Настоящая публикация, разумеется, не ставит своей задачей разрешение намеченных в ней проблем. Она лишь предлагает некоторые перспективы развития психолингвистической проблематики современной теории речевых жанров.

 

ЛИТЕРАТУРА

Бабайлова А.Э. Текст как продукт, средство и объект коммуникации при обучении неродному языку. Саратов, 1987.

Бахтин М.М. Проблема речевых жанров // Бахтин М.М. Собрание сочинений в семи томах. М., 1996. Т. 5.

Бахтин М.М. Фрейдизм. Формальный метод в литературоведении. Марксизм и философия языка. Статьи. М., 2000.

Винокур Т.Г. Говорящий и слушающий. Варианты речевого поведения. М., 1993.

Горелов И.Н., Седов К.Ф. Основы психолингвистики [3-е перераб. и доп. изд.]. М., 2001.

Жинкин Н.И. Механизмы речи. М., 1958.

Жинкин Н.И. Речь как проводник информации. М., 1982.

Зимняя И.А. Функциональная психологическая схема формирования и формулирования мысли посредством языка // Исследование речевого мышления в психолингвистике. М., 1985.

Исенина Е.И. Дословесный период развития речи у детей.

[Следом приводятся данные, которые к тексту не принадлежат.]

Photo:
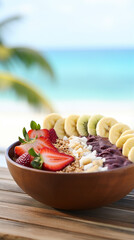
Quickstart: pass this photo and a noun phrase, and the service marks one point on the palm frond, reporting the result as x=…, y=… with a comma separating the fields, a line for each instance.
x=30, y=56
x=24, y=90
x=8, y=20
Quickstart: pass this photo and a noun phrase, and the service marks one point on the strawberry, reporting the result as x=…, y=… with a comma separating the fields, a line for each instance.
x=36, y=131
x=36, y=143
x=52, y=135
x=49, y=159
x=24, y=160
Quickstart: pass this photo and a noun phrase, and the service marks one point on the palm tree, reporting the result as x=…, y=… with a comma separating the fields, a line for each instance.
x=28, y=57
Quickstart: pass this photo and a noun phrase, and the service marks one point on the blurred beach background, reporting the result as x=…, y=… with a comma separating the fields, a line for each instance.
x=79, y=55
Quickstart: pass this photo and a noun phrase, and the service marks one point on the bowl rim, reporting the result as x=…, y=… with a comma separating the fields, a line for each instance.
x=61, y=173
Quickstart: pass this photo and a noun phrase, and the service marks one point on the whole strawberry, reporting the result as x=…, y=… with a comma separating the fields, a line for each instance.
x=52, y=135
x=24, y=159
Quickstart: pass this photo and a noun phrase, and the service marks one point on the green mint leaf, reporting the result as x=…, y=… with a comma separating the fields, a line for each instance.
x=21, y=140
x=25, y=134
x=32, y=152
x=37, y=163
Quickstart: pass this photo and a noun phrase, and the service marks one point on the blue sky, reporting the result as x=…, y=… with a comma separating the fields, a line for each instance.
x=50, y=24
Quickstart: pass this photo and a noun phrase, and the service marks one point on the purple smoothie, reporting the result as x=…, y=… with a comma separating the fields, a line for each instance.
x=105, y=149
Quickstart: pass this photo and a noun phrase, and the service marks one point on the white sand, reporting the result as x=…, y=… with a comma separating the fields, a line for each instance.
x=14, y=116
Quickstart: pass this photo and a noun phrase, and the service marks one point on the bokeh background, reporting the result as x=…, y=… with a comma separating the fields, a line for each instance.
x=67, y=57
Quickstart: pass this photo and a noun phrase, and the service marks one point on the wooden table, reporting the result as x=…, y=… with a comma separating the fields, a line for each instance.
x=21, y=217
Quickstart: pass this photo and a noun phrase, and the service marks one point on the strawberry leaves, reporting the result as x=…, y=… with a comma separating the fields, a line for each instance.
x=35, y=126
x=37, y=162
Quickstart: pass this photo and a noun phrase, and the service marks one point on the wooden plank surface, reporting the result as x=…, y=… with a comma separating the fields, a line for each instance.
x=21, y=217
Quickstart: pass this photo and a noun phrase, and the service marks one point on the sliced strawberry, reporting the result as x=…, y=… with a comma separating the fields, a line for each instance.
x=38, y=133
x=36, y=144
x=49, y=159
x=53, y=137
x=24, y=160
x=53, y=160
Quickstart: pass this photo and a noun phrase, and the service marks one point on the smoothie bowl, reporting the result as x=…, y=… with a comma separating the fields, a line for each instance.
x=68, y=166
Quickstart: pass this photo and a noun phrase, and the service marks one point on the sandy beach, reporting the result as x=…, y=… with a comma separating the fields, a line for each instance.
x=15, y=116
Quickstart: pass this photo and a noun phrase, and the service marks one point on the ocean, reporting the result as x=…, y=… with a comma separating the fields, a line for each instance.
x=82, y=74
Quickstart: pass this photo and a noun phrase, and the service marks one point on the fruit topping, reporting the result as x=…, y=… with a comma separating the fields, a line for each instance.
x=36, y=131
x=59, y=128
x=49, y=159
x=24, y=159
x=52, y=135
x=37, y=143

Саратов, 1986.

Исследование речевого мышления в психолингвистике. М., 1985

Карасик В.И. Структура институционального дискурса // Проблемы речевой коммуникации. Саратов, 2000.

Китайгородская Г.А. Методические основы интенсивного обучения иностранным языкам. М., 1986.

Лепская Н.И. Язык ребенка (Онтогенез речевой коммуникации). М., 1997.

Ли Н.М. Взаимодействие матери и ребенка. Интонационный аспект (возраст 1.3 – 1.8) // Психолингвистика и проблемы и проблемы детской речи – 2000. Череповец, 2000.

Новиков А.И. Семантика текста и ее формализация. М., 1983.

Петрова Т.И. Инсценированный квазидиалог как особый жанр детской речи: Дис. … канд. филол. наук. Владивосток, 2000.

Седов К.Ф. Становление дискурсивного мышления языковой личности: Психо- и социолингвистический аспекты. Саратов, 1999.

Скалкин В.Л. Основы обучения устной иноязычной речи. М., 1981.

Цейтлин С.Н. Окказиональные морфологические формы в детской речи. Л., 1988.

Человеческий фактор в языке: Язык и порождение речи. М., 1991.

Шейгал Е.И. Семиотика политического дискурса. М.; Волгоград, 2000.